The Sign of the Rampant Hewitt: is it a patent?

The IPKat's friend Craig Smith (a Senior Associate with Freehills, Australia) has written to the IPKat as follows:

"I’m not sure whether you are still maintaining the rage on misreporting of IP matters in the media, but I couldn’t resist sharing a recent news story from one of Australia’s main broadsheets. The journalist is reporting on Lleyton Hewitt applying for an Australian trade mark registration for a logo that is based on his somewhat annoying self-congratulatory antics on the tennis court (it’s number 1212274, accessible here after clicking ‘enter as guest’ and then putting the number into the last search field) [the IPKat tried this and couldn't gain access, but the picture, above right, lets you see what the original gesture's like]. From his long list of goods he’s even apparently intending to use it for selling lingerie!.

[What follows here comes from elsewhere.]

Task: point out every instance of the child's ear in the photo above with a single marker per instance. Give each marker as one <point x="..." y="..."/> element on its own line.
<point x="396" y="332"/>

The journalist manages, in the one article, to describe the gesture as being protected as a trade mark, by copyright, and by a patent, in addition to Lleyton Hewitt having “effectively copyrighted his family by selling exclusive rights to his 2005 wedding and the subsequent safe delivery of baby Mia to Woman's Day” (story here). Not a bad effort (although she failed to include any reference to registered design protection)".

The IPKat remains perpetually dismayed at the level of ignorance displayed by journalists, but something he finds almost as annoying is the superfluous "L" at the beginning of the forename "Lleyton". Can anyone explain it? Merpel asks, surely the performance of the gesture by another tennis player, or indeed anyone else, doesn't fall within the definition of an infringing act in relation to the logo itself?

He missed out: the famous gesture that Winston Churchill forgot to register as a trade mark.

STOP PRESS: the IPKat thanks all of you who have written in with copies of the logo itself. Craig actually supplied a sample with his original letter but the Kat was having a fumbly sort of day with his computer and couldn't quite find a way of copying the image to his hard disk so that he could load it up for the blog. For the record, it's reproduced here on the right.